Audio By Carbonatix
The International Monetary Fund (IMF) is warning that emerging markets face a multitude of risks stemming from high external borrowing costs, stubbornly high inflation, volatile commodity markets, heightened uncertainty about the global economic outlook and the war in Ukraine as well as and pressures from policy tightening in advanced economies.
According to its 2022 Global Financial Stability Report, so far, investors have continued to differentiate across emerging market economies unlike in previous crisis episodes, many of the largest emerging markets seem to be more resilient to external vulnerabilities and classic balance of payments shocks.
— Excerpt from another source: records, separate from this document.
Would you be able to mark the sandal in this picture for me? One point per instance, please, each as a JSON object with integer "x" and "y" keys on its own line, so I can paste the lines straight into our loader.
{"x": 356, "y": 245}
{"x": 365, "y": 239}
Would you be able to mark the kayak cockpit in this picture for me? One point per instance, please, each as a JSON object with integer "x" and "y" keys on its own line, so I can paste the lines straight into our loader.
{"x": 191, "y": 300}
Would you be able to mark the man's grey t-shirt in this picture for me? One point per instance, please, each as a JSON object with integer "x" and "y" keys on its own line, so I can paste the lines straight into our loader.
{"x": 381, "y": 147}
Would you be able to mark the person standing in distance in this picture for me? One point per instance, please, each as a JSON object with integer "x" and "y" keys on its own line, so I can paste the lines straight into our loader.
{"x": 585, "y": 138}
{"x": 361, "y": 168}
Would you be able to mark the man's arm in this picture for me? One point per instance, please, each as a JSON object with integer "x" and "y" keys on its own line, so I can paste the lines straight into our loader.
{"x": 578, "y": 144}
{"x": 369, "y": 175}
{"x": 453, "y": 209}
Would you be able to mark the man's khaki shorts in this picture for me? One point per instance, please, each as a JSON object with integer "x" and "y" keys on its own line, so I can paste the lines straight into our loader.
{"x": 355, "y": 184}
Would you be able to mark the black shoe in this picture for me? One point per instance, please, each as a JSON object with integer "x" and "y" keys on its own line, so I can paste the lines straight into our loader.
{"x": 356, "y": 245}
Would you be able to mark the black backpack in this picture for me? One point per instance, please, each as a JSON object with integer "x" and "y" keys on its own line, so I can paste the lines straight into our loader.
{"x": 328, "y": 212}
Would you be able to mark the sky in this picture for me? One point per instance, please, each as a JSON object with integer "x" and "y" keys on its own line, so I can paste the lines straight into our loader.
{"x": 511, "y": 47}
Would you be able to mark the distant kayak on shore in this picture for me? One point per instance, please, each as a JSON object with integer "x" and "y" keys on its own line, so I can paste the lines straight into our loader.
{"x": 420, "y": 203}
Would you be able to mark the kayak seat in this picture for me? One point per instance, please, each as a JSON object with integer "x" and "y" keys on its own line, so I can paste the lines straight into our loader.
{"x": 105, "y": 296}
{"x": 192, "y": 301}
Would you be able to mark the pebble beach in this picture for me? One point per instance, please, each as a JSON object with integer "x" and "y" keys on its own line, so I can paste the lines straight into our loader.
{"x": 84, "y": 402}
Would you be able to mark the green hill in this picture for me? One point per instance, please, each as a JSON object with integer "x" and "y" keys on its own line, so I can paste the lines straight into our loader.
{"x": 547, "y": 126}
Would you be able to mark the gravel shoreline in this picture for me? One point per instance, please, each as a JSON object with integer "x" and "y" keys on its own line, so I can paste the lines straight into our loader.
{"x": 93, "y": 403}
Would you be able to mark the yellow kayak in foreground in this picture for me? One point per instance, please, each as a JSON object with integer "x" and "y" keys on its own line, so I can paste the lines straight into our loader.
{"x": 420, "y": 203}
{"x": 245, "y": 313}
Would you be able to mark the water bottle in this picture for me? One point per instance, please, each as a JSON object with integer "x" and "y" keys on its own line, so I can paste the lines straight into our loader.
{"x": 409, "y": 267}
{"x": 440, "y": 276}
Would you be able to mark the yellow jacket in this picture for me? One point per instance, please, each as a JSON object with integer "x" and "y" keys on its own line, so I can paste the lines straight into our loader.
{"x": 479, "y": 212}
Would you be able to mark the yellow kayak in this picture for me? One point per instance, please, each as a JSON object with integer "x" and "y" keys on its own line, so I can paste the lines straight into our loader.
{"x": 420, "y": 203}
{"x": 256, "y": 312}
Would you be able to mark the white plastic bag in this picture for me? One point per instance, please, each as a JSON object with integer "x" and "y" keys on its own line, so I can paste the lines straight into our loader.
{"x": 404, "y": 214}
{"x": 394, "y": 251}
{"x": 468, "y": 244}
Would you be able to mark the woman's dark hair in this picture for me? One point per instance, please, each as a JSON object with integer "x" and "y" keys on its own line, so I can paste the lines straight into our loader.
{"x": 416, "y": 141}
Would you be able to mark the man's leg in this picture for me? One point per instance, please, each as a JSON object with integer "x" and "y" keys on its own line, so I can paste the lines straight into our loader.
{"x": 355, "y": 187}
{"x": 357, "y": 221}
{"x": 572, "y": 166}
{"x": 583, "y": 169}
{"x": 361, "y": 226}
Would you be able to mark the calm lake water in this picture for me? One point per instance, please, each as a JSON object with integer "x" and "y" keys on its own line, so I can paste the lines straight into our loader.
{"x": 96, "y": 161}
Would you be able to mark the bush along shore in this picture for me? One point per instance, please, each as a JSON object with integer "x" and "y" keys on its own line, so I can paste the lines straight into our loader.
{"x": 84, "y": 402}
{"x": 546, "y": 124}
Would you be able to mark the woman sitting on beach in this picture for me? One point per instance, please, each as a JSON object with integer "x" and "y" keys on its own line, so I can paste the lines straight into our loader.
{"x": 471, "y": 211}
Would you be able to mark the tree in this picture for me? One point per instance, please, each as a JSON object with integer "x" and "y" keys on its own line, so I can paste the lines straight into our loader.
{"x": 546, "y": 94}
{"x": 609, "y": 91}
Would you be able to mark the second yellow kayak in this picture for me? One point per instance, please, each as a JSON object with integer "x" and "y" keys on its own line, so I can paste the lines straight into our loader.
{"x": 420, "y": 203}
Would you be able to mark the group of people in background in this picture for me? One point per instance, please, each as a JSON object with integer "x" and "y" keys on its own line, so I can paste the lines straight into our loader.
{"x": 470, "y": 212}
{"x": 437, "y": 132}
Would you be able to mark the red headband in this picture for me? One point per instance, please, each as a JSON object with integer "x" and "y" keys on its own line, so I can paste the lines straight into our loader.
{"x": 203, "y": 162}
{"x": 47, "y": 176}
“Many frontier markets, however, are facing potential loss of market access and a high probability of sovereign default, and more than half of all low-income countries are judged by the IMF to be already in, or to have a high probability of entering, debt distress”.
“In addition, there is a growing risk that authorities in advanced economies will respond to concerns about supply chain vulnerabilities by adopting more inward-looking policies. A disorderly restructuring of global supply chains—involving higher trade barriers and increased uncertainty about trade policy—would undermine a key engine of growth for emerging markets, amplify macroeconomic and capital flow volatility, and reduce emerging markets’ access to international capital markets”, it stressed.
The report further said local currency bond markets have seen large net portfolio outflows from non-resident investors this year, reflecting continuing pessimism about the outlook for emerging market sovereign bonds.
“Despite a modest rebound in August, sentiment appeared to deteriorate again in September. Equity flows are down moderately for 2022 on net, with India in particular”, it said.
Many frontier markets could face defaults and difficult restructuring
The report also said challenges facing frontier markets are driven by a combination of tightening financial conditions, deteriorating fundamentals, and high exposure to commodity price volatility.
The median debt-to-GDP ratio for frontier markets has nearly doubled since 2010, although it is expected to decline somewhat in 2022.
Interest expenses on government debt have also continued to rise, increasing immediate liquidity pressures and potentially negative policy consequences, such as crowding out of public investment.
It, therefore, said credible medium-term fiscal consolidation plans are paramount to easing domestic refinancing costs and restoring international market, adding, despite the midyear drop on rising fears of recession, commodity prices (in particular for oil and metals) remain higher than pre-pandemic levels.
‘While this has further weakened the macroeconomic outlook for importers, many frontier markets are commodity exporters and have benefited from higher prices. Conversely, the rise in global food prices is adding to vulnerabilities in frontier markets by increasing the policy trade-offs: higher inflation calls for tighter monetary policy, but supporting the most vulnerable would require additional fiscal space or expenditure reprioritization”.
In an environment of poor fundamentals and lack of investor risk appetite, defaults may follow, it stressed.
Frontier issuance has dropped sharply in 2022, with total volume down 75% through September and only three issuances since early April 2022. Market access for frontier markets has deteriorated sharply just as rollover needs are set to increase substantially in the next two to three years.
Over 40% of frontier bonds maturing through 2025 are trading at distressed spreads (above 1,000 basis points), and close to 80% are trading at spreads of more than 700 basis points.